Defense lawyers for former CIA software engineer Joshua Adam Schulte say that the CIA and federal prosecutors don’t actually know for certain who was behind a 2017 leak of cyber espionage documents, let alone whether it was their client, the Wall Street Journal reported on Tuesday. Instead, they said he really pissed off the entire CIA, making him a natural scapegoat for their incompetence.
Wikileaks released the nearly 9,000 pages of documents in March 2017, claiming they were from an “isolated, high-security network situated inside the CIA’s Center for Cyber Intelligence in Langley, Virgina [sic].” The material dealt with a number of cyber tools the U.S. intelligence community had developed for espionage purposes, including ways to bypass encryption on Android and iOS devices to break into Signal, WhatsApp, and Telegram messages; a tool called Weeping Angel that turns Samsung TVs into listening devices; and a “reverse engineering environment created by the NSA” called Ghidra. Further leaks, which WikiLeaks collectively called Vault 7, included documents related to malware development and even hinting at research into hacking smart cars.
In April 2017, security firm Symantec lent credence to the legitimacy of the documents by releasing evidence of Vault 7 tools used in the wild by unidentified operators that sounded a lot like members of the U.S. intelligence community. Australian security researcher Wayne Ronaldson later said he used the documents as the basis to build his own custom hacking tool.
According to the Journal, Schulte’s defense attorney Sabrina Shroff had a simple explanation as to why her client is facing federal prosecutors: Everyone else at the CIA hated him, making him an “easy target.” Saying Schulte had “antagonized almost every single person” at the agency, she added “was a difficult employee. But being a difficult employee does not make you a criminal.”

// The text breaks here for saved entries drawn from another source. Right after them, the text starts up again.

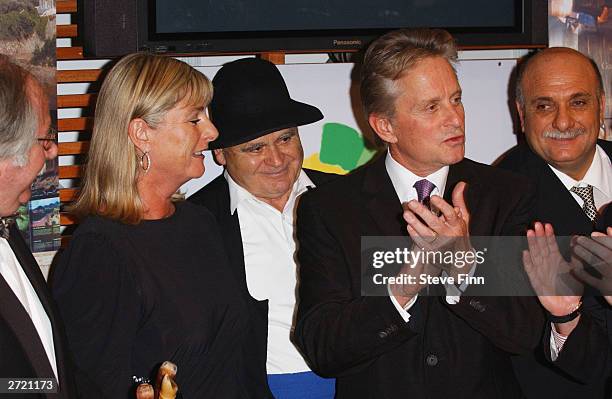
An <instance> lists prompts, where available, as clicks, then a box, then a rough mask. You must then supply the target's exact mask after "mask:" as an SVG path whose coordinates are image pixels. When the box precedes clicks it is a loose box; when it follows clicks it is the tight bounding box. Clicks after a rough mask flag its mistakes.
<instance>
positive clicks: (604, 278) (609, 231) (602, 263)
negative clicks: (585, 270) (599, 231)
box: [573, 227, 612, 305]
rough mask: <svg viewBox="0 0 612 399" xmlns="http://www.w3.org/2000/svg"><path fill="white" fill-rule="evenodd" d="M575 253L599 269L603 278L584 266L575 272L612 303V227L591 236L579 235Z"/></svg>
mask: <svg viewBox="0 0 612 399" xmlns="http://www.w3.org/2000/svg"><path fill="white" fill-rule="evenodd" d="M574 253H575V254H576V255H577V256H579V257H580V258H581V259H582V260H584V262H585V263H586V264H588V265H589V266H591V267H592V268H593V269H595V270H597V272H599V274H601V278H599V279H598V278H595V277H593V276H592V275H591V274H589V273H588V272H586V271H585V270H584V269H582V268H578V269H575V270H574V271H573V274H574V275H575V276H576V278H578V279H580V280H581V281H583V282H584V283H586V284H589V285H590V286H593V287H595V288H597V289H598V290H599V291H600V292H601V293H602V295H603V296H604V298H605V299H606V301H607V302H608V303H609V304H610V305H612V227H608V230H607V234H603V233H598V232H595V233H593V234H591V238H589V237H578V238H577V239H576V246H575V247H574Z"/></svg>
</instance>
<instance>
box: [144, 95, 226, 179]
mask: <svg viewBox="0 0 612 399" xmlns="http://www.w3.org/2000/svg"><path fill="white" fill-rule="evenodd" d="M151 131H152V134H151V147H150V152H149V156H150V158H151V169H150V171H149V173H156V174H159V177H160V178H162V179H164V180H165V181H167V182H174V183H176V185H177V189H178V187H180V186H181V185H182V184H183V183H185V182H187V181H189V180H191V179H193V178H198V177H200V176H202V175H203V174H204V154H203V151H204V150H207V149H208V144H209V143H210V142H211V141H213V140H214V139H216V138H217V136H218V135H219V133H218V132H217V129H216V128H215V126H214V125H213V124H212V122H211V121H210V119H208V116H207V114H206V109H205V107H204V105H201V106H196V105H189V104H188V103H187V102H186V100H183V101H181V102H179V103H178V104H177V105H176V106H175V107H174V108H172V109H171V110H170V111H168V112H167V113H166V115H165V116H164V118H163V119H162V121H161V122H160V123H159V125H158V126H157V127H156V128H155V129H151Z"/></svg>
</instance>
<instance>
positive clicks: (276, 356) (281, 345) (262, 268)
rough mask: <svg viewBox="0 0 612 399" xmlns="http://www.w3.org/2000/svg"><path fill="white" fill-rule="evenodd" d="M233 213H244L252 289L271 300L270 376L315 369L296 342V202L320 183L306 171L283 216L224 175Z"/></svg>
mask: <svg viewBox="0 0 612 399" xmlns="http://www.w3.org/2000/svg"><path fill="white" fill-rule="evenodd" d="M224 177H225V179H226V180H227V183H228V185H229V194H230V212H231V213H232V214H233V213H234V212H236V211H238V220H239V223H240V234H241V236H242V247H243V250H244V265H245V272H246V280H247V287H248V290H249V293H250V294H251V296H252V297H253V298H255V299H258V300H265V299H268V300H269V303H268V305H269V310H268V353H267V360H266V368H267V372H268V374H285V373H298V372H303V371H310V368H309V367H308V365H307V364H306V362H305V361H304V358H303V357H302V355H301V354H300V353H299V352H298V350H297V349H296V348H295V346H294V345H293V344H292V343H291V341H290V335H291V334H292V332H293V322H294V312H295V305H296V284H297V275H296V272H297V270H296V263H295V258H294V255H295V240H294V232H293V227H294V223H293V221H294V217H295V210H296V209H295V208H296V206H295V205H296V200H297V198H298V197H299V195H300V194H302V193H304V192H305V191H306V190H307V189H308V187H314V183H313V182H312V180H310V178H308V176H307V175H306V173H304V171H301V172H300V174H299V176H298V179H297V180H296V182H295V183H294V185H293V188H292V190H291V193H290V195H289V199H288V201H287V204H286V205H285V208H284V209H283V211H282V212H280V211H279V210H278V209H276V208H274V207H273V206H272V205H270V204H268V203H266V202H264V201H262V200H260V199H258V198H256V197H255V196H253V195H252V194H251V193H249V192H248V191H247V190H246V189H244V188H243V187H241V186H240V185H238V183H236V182H235V181H234V180H233V179H232V178H231V176H230V175H229V174H228V173H227V171H226V172H225V173H224Z"/></svg>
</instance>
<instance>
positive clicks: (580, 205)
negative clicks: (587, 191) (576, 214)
mask: <svg viewBox="0 0 612 399" xmlns="http://www.w3.org/2000/svg"><path fill="white" fill-rule="evenodd" d="M548 166H549V167H550V168H551V169H552V171H553V172H554V174H555V175H556V176H557V177H558V178H559V180H561V183H563V185H564V186H565V188H566V189H567V190H568V191H569V190H571V189H572V187H574V186H576V185H577V186H579V187H586V186H587V185H591V186H593V201H594V202H595V207H596V208H597V209H598V210H599V209H601V207H602V206H604V205H606V204H607V203H609V202H612V164H611V162H610V158H609V157H608V155H607V154H606V152H605V151H604V150H603V148H601V147H600V146H596V151H595V155H594V156H593V162H591V166H590V167H589V169H588V170H587V172H586V174H585V175H584V177H583V178H582V180H580V181H578V180H574V179H573V178H572V177H570V176H568V175H566V174H565V173H563V172H561V171H560V170H557V169H555V168H553V167H552V166H551V165H550V164H549V165H548ZM570 194H571V195H572V197H573V198H574V200H576V202H577V203H578V205H580V207H582V205H583V204H584V201H583V200H582V198H580V197H579V196H578V195H577V194H575V193H572V192H570ZM553 227H554V226H553Z"/></svg>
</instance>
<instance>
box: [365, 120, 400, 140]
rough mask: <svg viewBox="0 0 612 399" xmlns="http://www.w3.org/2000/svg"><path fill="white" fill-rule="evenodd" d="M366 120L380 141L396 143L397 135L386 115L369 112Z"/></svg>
mask: <svg viewBox="0 0 612 399" xmlns="http://www.w3.org/2000/svg"><path fill="white" fill-rule="evenodd" d="M368 122H369V123H370V126H371V127H372V130H374V133H376V134H377V135H378V137H380V139H381V140H382V141H385V142H387V143H391V144H393V143H397V136H396V135H395V133H394V131H393V125H392V124H391V120H390V119H389V118H388V117H386V116H382V115H379V114H370V116H368Z"/></svg>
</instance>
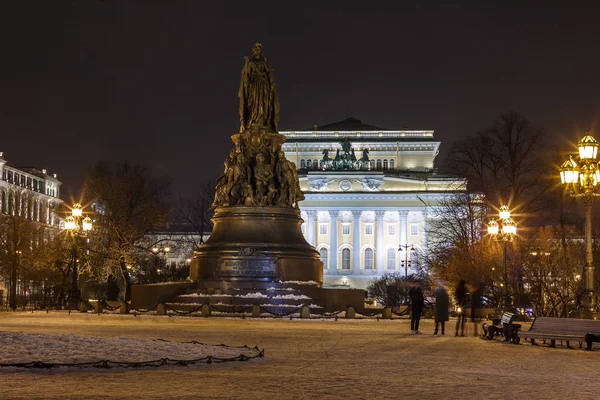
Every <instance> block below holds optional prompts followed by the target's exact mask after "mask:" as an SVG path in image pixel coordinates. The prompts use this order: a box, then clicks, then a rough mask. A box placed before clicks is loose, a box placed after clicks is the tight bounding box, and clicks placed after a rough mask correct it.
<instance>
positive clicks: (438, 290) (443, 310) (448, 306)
mask: <svg viewBox="0 0 600 400" xmlns="http://www.w3.org/2000/svg"><path fill="white" fill-rule="evenodd" d="M449 307H450V300H449V299H448V292H447V291H446V288H444V286H443V285H442V286H440V287H438V288H437V289H436V290H435V309H434V317H435V331H433V334H434V335H437V334H438V331H439V325H440V324H441V325H442V335H445V334H446V321H448V319H449V316H448V308H449Z"/></svg>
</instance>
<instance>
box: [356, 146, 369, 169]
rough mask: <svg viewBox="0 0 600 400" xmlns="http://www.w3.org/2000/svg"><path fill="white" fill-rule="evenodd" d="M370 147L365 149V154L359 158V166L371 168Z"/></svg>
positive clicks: (367, 167)
mask: <svg viewBox="0 0 600 400" xmlns="http://www.w3.org/2000/svg"><path fill="white" fill-rule="evenodd" d="M369 164H370V162H369V149H364V150H363V156H362V157H361V158H360V160H358V168H359V169H368V168H369Z"/></svg>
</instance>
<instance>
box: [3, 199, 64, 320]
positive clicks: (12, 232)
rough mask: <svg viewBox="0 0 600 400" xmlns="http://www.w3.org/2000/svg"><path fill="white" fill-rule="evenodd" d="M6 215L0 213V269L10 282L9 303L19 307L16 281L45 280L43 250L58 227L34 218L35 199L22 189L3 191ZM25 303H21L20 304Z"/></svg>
mask: <svg viewBox="0 0 600 400" xmlns="http://www.w3.org/2000/svg"><path fill="white" fill-rule="evenodd" d="M3 194H4V201H5V204H4V205H3V208H4V212H0V270H1V271H2V275H4V277H5V281H6V282H9V287H10V290H9V303H10V307H11V308H12V309H13V310H14V309H16V307H17V303H18V302H19V301H18V297H21V298H23V299H24V298H25V296H24V295H23V296H18V293H17V282H19V281H20V282H22V284H21V288H22V291H23V292H25V291H26V289H27V288H26V285H25V284H26V282H29V281H34V280H35V281H41V280H44V278H45V273H46V270H45V268H44V267H45V266H46V264H45V261H46V259H45V254H44V248H45V246H46V243H47V241H48V240H49V239H50V238H51V237H52V236H53V235H54V234H56V228H54V227H51V226H48V225H47V224H46V223H45V222H41V221H37V219H36V218H34V215H35V207H34V204H35V202H34V200H35V196H34V195H33V194H32V193H29V192H27V191H23V190H19V189H7V190H4V192H3ZM21 303H22V302H21Z"/></svg>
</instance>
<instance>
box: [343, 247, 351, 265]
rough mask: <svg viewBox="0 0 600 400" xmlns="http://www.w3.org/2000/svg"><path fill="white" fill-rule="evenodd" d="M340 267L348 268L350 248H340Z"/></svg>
mask: <svg viewBox="0 0 600 400" xmlns="http://www.w3.org/2000/svg"><path fill="white" fill-rule="evenodd" d="M342 269H350V249H344V250H342Z"/></svg>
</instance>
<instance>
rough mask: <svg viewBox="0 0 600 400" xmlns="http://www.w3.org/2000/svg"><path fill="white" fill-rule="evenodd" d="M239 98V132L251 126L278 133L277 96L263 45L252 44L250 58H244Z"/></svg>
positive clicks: (238, 96) (274, 83) (278, 106)
mask: <svg viewBox="0 0 600 400" xmlns="http://www.w3.org/2000/svg"><path fill="white" fill-rule="evenodd" d="M244 59H245V60H246V62H245V63H244V66H243V67H242V79H241V82H240V90H239V92H238V97H239V98H240V133H241V132H243V131H244V130H246V129H248V128H250V127H251V126H252V125H258V127H261V126H262V127H266V128H267V129H269V130H272V131H273V132H277V128H278V125H279V99H278V98H277V90H276V88H275V79H274V78H273V70H272V69H271V67H270V66H269V64H268V63H267V59H266V58H265V57H264V56H263V53H262V45H261V44H260V43H254V46H252V58H248V57H244Z"/></svg>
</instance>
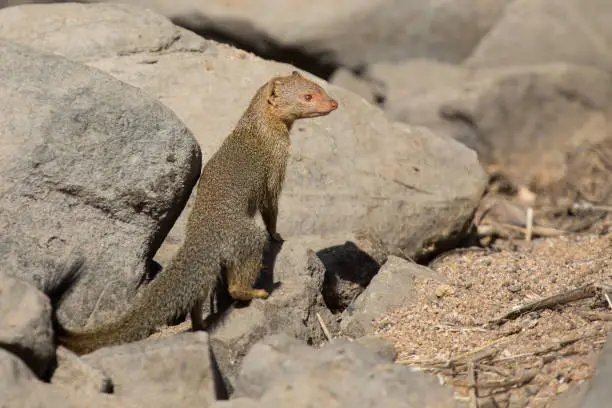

Federal prosecutors allege that Schulte, angry over personal disputes with other CIA colleagues and recently re-assigned to a job in another department, reinstated his own security credentials in April 2016 to download the a backup copy of the tools from a poorly protected computer network. Later that year, he left the agency for a different job. When WikiLeaks began releasing the documents in March 2017, prosecutors say, CIA staffers quickly identified him as a possible perpetrator.
Schulte is now facing 11 charges, seven of which are directly related to his alleged involvement in the leak, as well as unrelated child pornography charges arising from over 10,000 images and videos of child sex abuse authorities said they discovered on his computer during a raid in March 2017. (Those charges have been separated into their own trial.) Prosecutors also say they have evidence Schulte tried to communicate with reporters from his jail cell, as well as access logs showing he downloaded the data and tried to cover up his involvement.
Schulte’s defense team is instead arguing that the connection between Schulte and WikiLeaks is “pure speculation” and that the CIA’s protected network, DEVLAN, has awful cybersecurity that makes it impossible to determine whether he was involved or it was some other intruder. Shroff said in court on Tuesday that Schulte was a “talented, hardworking employee” who was “a pain in the ass to everybody,” according to the Journal.
Assistant U.S. Attorney David Denton, the paper wrote, also characterized Schulte as a jerk. Denton said the former CIA staffer “is not some kind of whistleblower” but instead compromised national security “out of spite” during a “spiral out of control, his quest for revenge.”
Prosecutors said they expect the trial to last about four weeks, according to Cyberscoop.